Sunday, July 5, 2009

I Believe I Can Fly

Well my darling Rocketeers, this is the last entry I'll be writing from the Motherland.  Right now, it's 3 a.m.  My taxi comes at 4 to make my 6:30 flight.  Other than that, I should be sleeping, but I haven't actually slept in two days.  It's been a crazy last week, with me trying to squeeze everything possible into my dwindling time and expanding suitcases.

Between all my different groups of friends and acquaintances, I've had a couple going-away parties.  The most memorable was the one that followed my final JCC class last week.  One of my students there is simply wild about her dacha, talks about it all the time.  I asked her to bring me something from her garden, but she misunderstood me, and thought I was asking her to bring me to her garden.  So, after class last Tuesday, she said, "Well, let's go!"  After a whole year of working together, it was great to relax, drink beer and speak Russian with these friendly folks.  Another day, I had an incredible marathon cooking-and-eating party with my local rabbi's wife and family.  Turns out, it's not kosher even to have cats and dogs as pets.  Oy vey!  Sunday night I invited a bunch of friends over for a "Let's clean out Abbie's fridge and closet" party.  I can say it was even more successful than I'd planned, since it became a sleepless sleepover.
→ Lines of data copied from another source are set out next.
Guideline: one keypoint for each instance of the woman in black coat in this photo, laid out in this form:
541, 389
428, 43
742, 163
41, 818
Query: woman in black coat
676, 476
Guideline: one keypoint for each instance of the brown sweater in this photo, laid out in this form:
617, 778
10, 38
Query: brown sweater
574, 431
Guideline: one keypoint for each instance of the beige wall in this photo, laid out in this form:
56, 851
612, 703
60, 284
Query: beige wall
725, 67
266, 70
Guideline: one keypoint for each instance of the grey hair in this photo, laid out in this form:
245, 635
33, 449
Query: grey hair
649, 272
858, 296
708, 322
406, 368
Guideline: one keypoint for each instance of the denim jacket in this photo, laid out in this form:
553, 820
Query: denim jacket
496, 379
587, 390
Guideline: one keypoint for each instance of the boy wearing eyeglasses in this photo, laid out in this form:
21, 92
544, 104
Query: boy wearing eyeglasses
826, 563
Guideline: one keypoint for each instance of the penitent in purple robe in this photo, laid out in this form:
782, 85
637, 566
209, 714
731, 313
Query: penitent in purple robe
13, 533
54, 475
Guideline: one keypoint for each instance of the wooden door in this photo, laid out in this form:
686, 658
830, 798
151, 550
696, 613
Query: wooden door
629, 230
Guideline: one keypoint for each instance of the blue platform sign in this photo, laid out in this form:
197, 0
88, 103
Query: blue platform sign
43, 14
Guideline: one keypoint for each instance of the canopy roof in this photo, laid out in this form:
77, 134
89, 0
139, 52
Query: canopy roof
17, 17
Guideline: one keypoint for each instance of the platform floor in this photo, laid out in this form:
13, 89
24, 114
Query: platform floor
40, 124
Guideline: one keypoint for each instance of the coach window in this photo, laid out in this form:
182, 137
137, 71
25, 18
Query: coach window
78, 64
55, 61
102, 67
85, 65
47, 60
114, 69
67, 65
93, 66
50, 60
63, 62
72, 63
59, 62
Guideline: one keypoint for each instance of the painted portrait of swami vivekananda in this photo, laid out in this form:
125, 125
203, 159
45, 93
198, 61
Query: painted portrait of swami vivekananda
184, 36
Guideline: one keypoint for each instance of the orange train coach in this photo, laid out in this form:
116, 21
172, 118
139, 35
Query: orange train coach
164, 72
In other news, I went to the Ekaterinburg zoo, which wasn't as bad as I expected, but still pretty sad.  The boy and girl animals are separated (are they orthodox?) and pretty much no one in there has enough space.  Except maybe the rodents, one of whom I alone noticed was giving birth.  I also noticed the monkeys were fed yogurt.  Weird!  And it's always funny to see what animals are considered exotic by someone else's standards.  That is to say, in this zoo, attractions include a skunk, a raccoon and squirrels.  But nowhere were there more people crowded around in bewilderment than the tank of axolotls, the very same pink smiling amphibians we used to have as pets.  Finally, elsewhere in the city, I managed to buy all the souvenirs for myself, friends and family that I'd dreamed.  Lemme tell you, Uralski stones are gorgeous, but they're heavy as hell!  

Now, one final story, which I considered not publishing on here, but as a "journalistka," my responsibility is to tell the truth, or my version of it.  So, if you have a weak stomach or are my mother, you might want to stop reading here.

Raise your hand if you're familiar with "rope-jumping."  Basically, it's bunjee-jumping, only without the boing.  You tie a rope securely to some high up structure, attach it to a rock-climbing apparatus that looks like leiderhosen and, well, jump.  I had never heard of it, but Danil, one of my student-come-friends is a seasoned rope-jumper.  Since the beginning of our acquaintance, he's been talking about the most popular place in the city, this great big bridge over the river, for practicing the...sport?  So today, my very last day in Russia, we decided, in the wise words of Van Halen, "Might as well jump."

Now when I say you jump off a bridge, I'm not talking about a pedestrian bridge.  Rather you have to scale up underneath a highway bridge, already holding on for your dear life just to get to a place where you can stand.  Then, in the middle of the structure, a place not designed for foot traffic, was a group of maybe six young men and women, or better to say boys and girls.  One of them, dressed like a security guard in military fatigues, was the owner of the apparatus, and spent his free time hanging out there, helping anyone who wanted to jump.  Incidentally, this was maybe my first and only experience of someone in Russia offering his services and materials to strangers for free use!  After watching others a few times, they harnessed me up and I climbed over the edge.  After almost chickening out a few times, I jumped!  Actually, it's more of a fall than a jump, and backwards at that.  I guess it looks like suicide, and probably sounded like murder the way I screamed.  Then you just swing back and forth until you pull yourself up (for boys) or get pulled up (for girls).

What a rush!  Afterwards, I was really speechless, only able to say things like "mama dorogaya" ("mother dear").  Having been so close to punking out of the whole thing, I was super-proud of myself.  In fact, my buddy Danil started doing it only because he's so afraid of heights.  I mean really, how many people can say they've rope-jumped off a bridge in Ekaterinburg?  And I bet dollars to donuts I was the first American girl to do it.  After we climbed down from the bridge (which was, in some ways, the scariest part of the excursion), I strutted like I've never strut before.  I felt like strangers could see the adrenaline flying through my veins, or at least could tell that I had some amazing secret.  But now I guess the secret's out.  Sorry Mama Dorogaya!

I started writing this entry in my (former) Ekaterinburg apartment.  Already now I am sitting in the Ekat airport, waiting for my flight

The post above was never "completed," but was printed in full for the reader's understanding of my frazzled mental state.